X_train, X_test, y_train, y_test = train_test_split(dataset[["x1", "x2"]], dataset.y, test_size=0.2, random_state=42)

clf = imodels.GreedyRuleListClassifier(max_depth = 3, criterion = 'gini')
clf.fit(X_train, y_train, feature_names=X_train.columns)
y_pred = clf.predict(X_test)
RocCurveDisplay.from_estimator(clf, X_test, y_test, marker="o")

Trying to render the model with print(clf) yields something along the lines of

> ------------------------------
> Greedy Rule List
> ------------------------------
↓
10.71% risk (800 pts)
    if x1 ==> 99.7% risk (361 pts)
↓
2.0% risk (439 pts)
    if x2 ==> 100.0% risk (39 pts)
↓
0.28% risk (400 pts)
    if x1 ==> 16.3% risk (43 pts)

which I find confusing because x1 and x2 are floats, not booleans. clf.rules_ are instead

[{'col': 'x1',
  'index_col': 0,
  'cutoff': 1.1447782516479492,
  'val': 0.09429280397022333,
  'flip': False,
  'val_right': 0.9672544080604534,
  'num_pts': 800,
  'num_pts_right': 397},
 {'col': 'x2',
  'index_col': 1,
  'cutoff': 1.2083932757377625,
  'val': 0.01881720430107527,
  'flip': False,
  'val_right': 1.0,
  'num_pts': 403,
  'num_pts_right': 31},
 {'col': 'x1',
  'index_col': 0,
  'cutoff': 1.0007766485214233,
  'val': 0.0,
  'flip': False,
  'val_right': 0.125,
  'num_pts': 372,
  'num_pts_right': 56},
 {'val': 0.0, 'num_pts': 316}] 

and contain a cutoff that is useful for model interpretation.

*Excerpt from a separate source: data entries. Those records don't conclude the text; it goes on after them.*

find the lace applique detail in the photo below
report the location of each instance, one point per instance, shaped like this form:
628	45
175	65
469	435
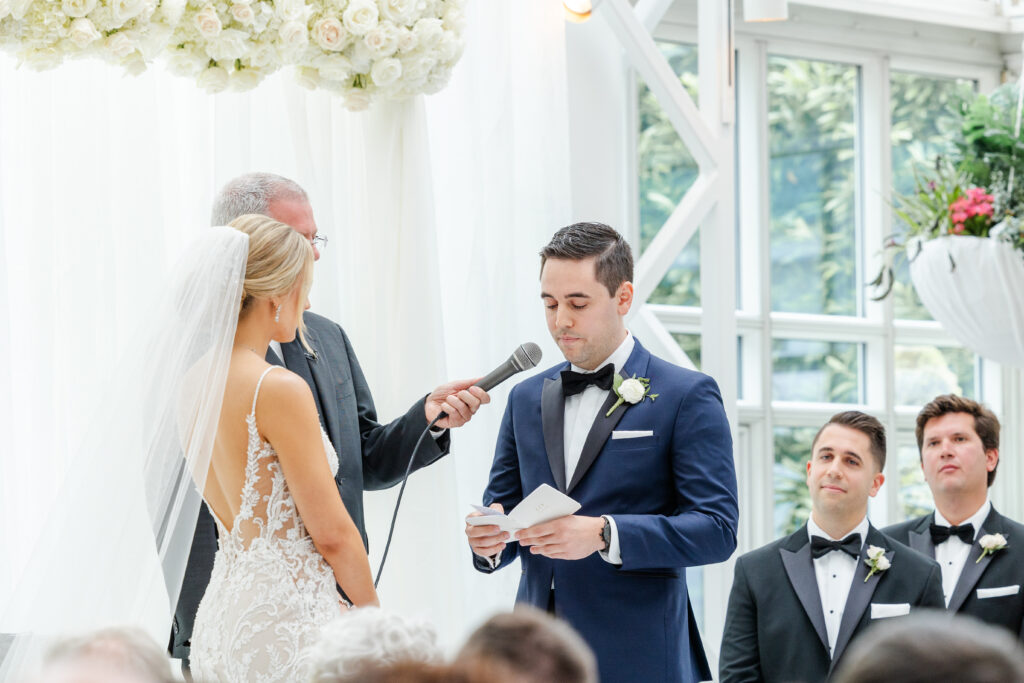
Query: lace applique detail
270	591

I don't know exactly what would be the desired intended behavior, as at the moment the code starting at https://github.com/csinva/imodels/blob/1243240fec3aae33852ba680ba6aea66a4f86ca7/imodels/rule_list/greedy_rule_list.py#L143-L184 contains commented chunks (also with colors, but not used).

davidefiocco commented 1 year ago

A possible improvement would be reworking the __str__ representation as

    def __str__(self):
        '''Print out the list in a nice way
        '''
        header = '> ------------------------------\n> Greedy Rule List\n> ------------------------------\n'
        footer = '> ------------------------------\n'
        rule_template = '> {condition} => {risk}% risk ({num_pts} pts)\n'

        s = header
        for i in range(len(self.rules_)):

            rule = self.rules_[i]

            condition = 'else'
            risk = (100 * rule['val']).round(2)
            num_pts = rule['num_pts']

            if 'col' in rule:
                predicate = '>=' if not rule['flip'] else '<'
                if i == 0:
                    condition = f"if {rule['col']} {predicate} {rule['cutoff']}"
                else:
                    condition = f"else if {rule['col']} {predicate} {rule['cutoff']}"

                risk = (100 * rule['val_right']).round(2)
                num_pts = rule['num_pts_right']

            s += rule_template.format(
                condition=condition,
                risk=risk,
                num_pts=num_pts
            )

        s += footer
        return s

Which would render rules such as

[{'col': 'x2',
  'index_col': 1,
  'cutoff': 0.1395193189382553,
  'val': 0.04092071611253197,
  'flip': True,
  'val_right': 0.9315403422982885,
  'num_pts': 800,
  'num_pts_right': 409},
 {'col': 'x1',
  'index_col': 0,
  'cutoff': 0.0753365887212567,
  'val': 0.010554089709762533,
  'flip': False,
  'val_right': 1.0,
  'num_pts': 391,
  'num_pts_right': 12},
 {'col': 'x2',
  'index_col': 1,
  'cutoff': 0.19506534934043884,
  'val': 0.0,
  'flip': True,
  'val_right': 0.16666666666666666,
  'num_pts': 379,
  'num_pts_right': 24},
 {'val': 0.0, 'num_pts': 355}]

as

> ------------------------------
> Greedy Rule List
> ------------------------------
> if x2 < 0.1395193189382553 => 93.15% risk (409 pts)
> else if x1 >= 0.0753365887212567 => 100.0% risk (12 pts)
> else if x2 < 0.19506534934043884 => 16.67% risk (24 pts)
> else => 0.0% risk (355 pts)
> ------------------------------
csinva commented 1 year ago

Thanks, this is a nice fix!

I'll work on making it so that it displays like this if the feature is continuous-valued and keeps the original behavior for non-continuous features. Probably also worth rounding the cutoff value to ~3 decimal places.